In short - do what most dedupe algorithms do.  Granted, this is a simple implementation, but its pretty reasonable to a first approximation.  Further enhancements could use techniques like sliding windows to potentially enhance duplicate identification.  Here's a snippet of the most important function:

def shamethod(percent_of_file=100):
fh = open(filename, 'rb')

blocks_in_file = filesize_bytes / BLOCK_SIZE
blockcount_to_process = int(blocks_in_file * (percent_of_file / 100.0))
blockmap = sorted(random.sample(range(0, blocks_in_file), blockcount_to_process))

prevsize = 0
blocks_processed = 0
sha256_hashes = {}

bar = Bar('Processing File (SHA 256)', suffix='ETA: %(eta_td)s', max=len(blockmap))

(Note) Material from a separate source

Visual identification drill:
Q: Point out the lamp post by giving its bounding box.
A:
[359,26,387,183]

for blocklocation in blockmap:
fh.seek(blocklocation * BLOCK_SIZE)
chunk = fh.read(BLOCK_SIZE)
blocks_processed += 1
if chunk:
s = hashlib.sha256()
s.update(chunk)
sha256_hashes[s.hexdigest()] = sha256_hashes.get(s.hexdigest(),0) + 1

print "SHA-256 Results (Baseline)"
print "File Blocks: %s" % blocks_in_file
print "Evaled Blocks: %s" % blockcount_to_process
print "Total Unqiue: %s" % len(sha256_hashes)
print "Dedupability: %s:1" % (round((float(blocks_processed) / len(sha256_hashes)),2)

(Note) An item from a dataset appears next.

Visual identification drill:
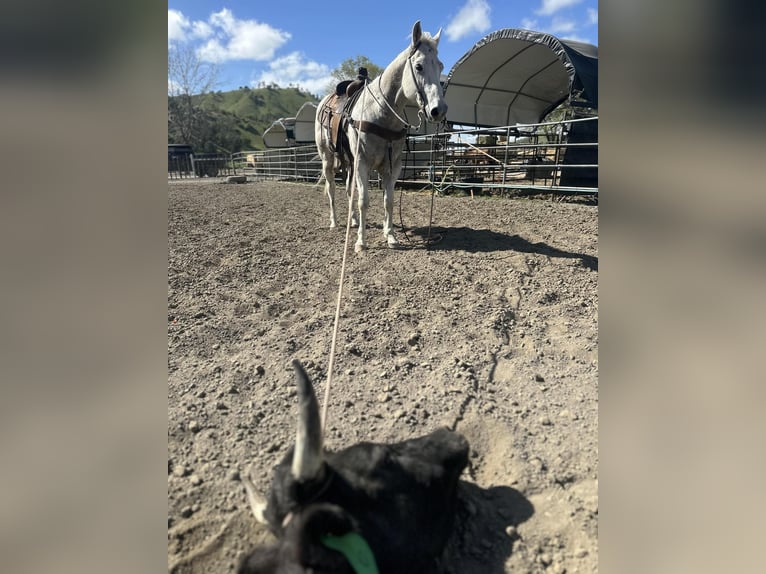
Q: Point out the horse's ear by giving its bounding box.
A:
[412,20,423,46]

From there, I tested this against known dedupe rates from production arrays, and got numbers within 1% of actual values, so I was confident in the implementation.

The next step was to generate my sample data.  I built three sets of data:

  • All zeros: dd if=/dev/zero of=zeros  count=1048576
  • Random from urandom: dd if=/dev/urandom of=urandom  count=1048576
  • Random from /dev/random: dd if=/dev/random of=random  count=1048576

And ran it through the code:

→ python fullchecker.py ~/Downloads/zeros 100                                                     ]
Processing File (SHA 256) |################################| ETA: 0:00:00
SHA-256 Results (Baseline)
Percent    :    100
File Blocks:    131072
Evaled Blocks:  131072
Total Unqiue:   1
Dedupability:   131072.0:1
Hashtable (MB): 0.0
Time For SHA256: 7.46s

→ python fullchecker.py ~/Downloads/urandom 100                                                   ]
Processing File (SHA 256) |################################| ETA: 0:00:00
SHA-256 Results (Baseline)
Percent    :    100
File Blocks:    131072
Evaled Blocks:  131072
Total Unqiue:   131072
Dedupability:   1.0:1
Hashtable (MB): 6.0
Time For SHA256: 7.71s

→ python fullchecker.py ~/Downloads/random 100                                                    ]
Processing File (SHA 256) |################################| ETA: 0:00:00
SHA-256 Results (Baseline)
Percent    :    100
File Blocks:    131072
Evaled Blocks:  131072
Total Unqiue:   131072
Dedupability:   1.0:1
Hashtable (MB): 6.0
Time For SHA256: 7.51s

I've bolded the important parts. As you can see, in the case of all zeroes, we achieved a 100% dedupe rate (as expected) because there is only a single detected unique block. In the case of /dev/random, there were 131072 unique blocks detected out of 131072 total blocks, so the 'best available' random data from /dev/random, achieving a 0% dedupe rate (as is expected).

So, how did /dev/urandom do? It contained 131072 unique blocks out of 131072 total blocks - the EXACT SAME as /dev/random, and demonstrably non-dedupeable.

So - I'm very comfortable in asserting that my original suggestion of using /dev/urandom does meet the requirements in the IDC paper of unique data.

A note about comments: I'm open to constructive comments demonstrating that my work above isn't valid or needs changes, but I will delete comments that don't make a technical case for it or if they turn in ad-hominum or ad-comitatus suggestions.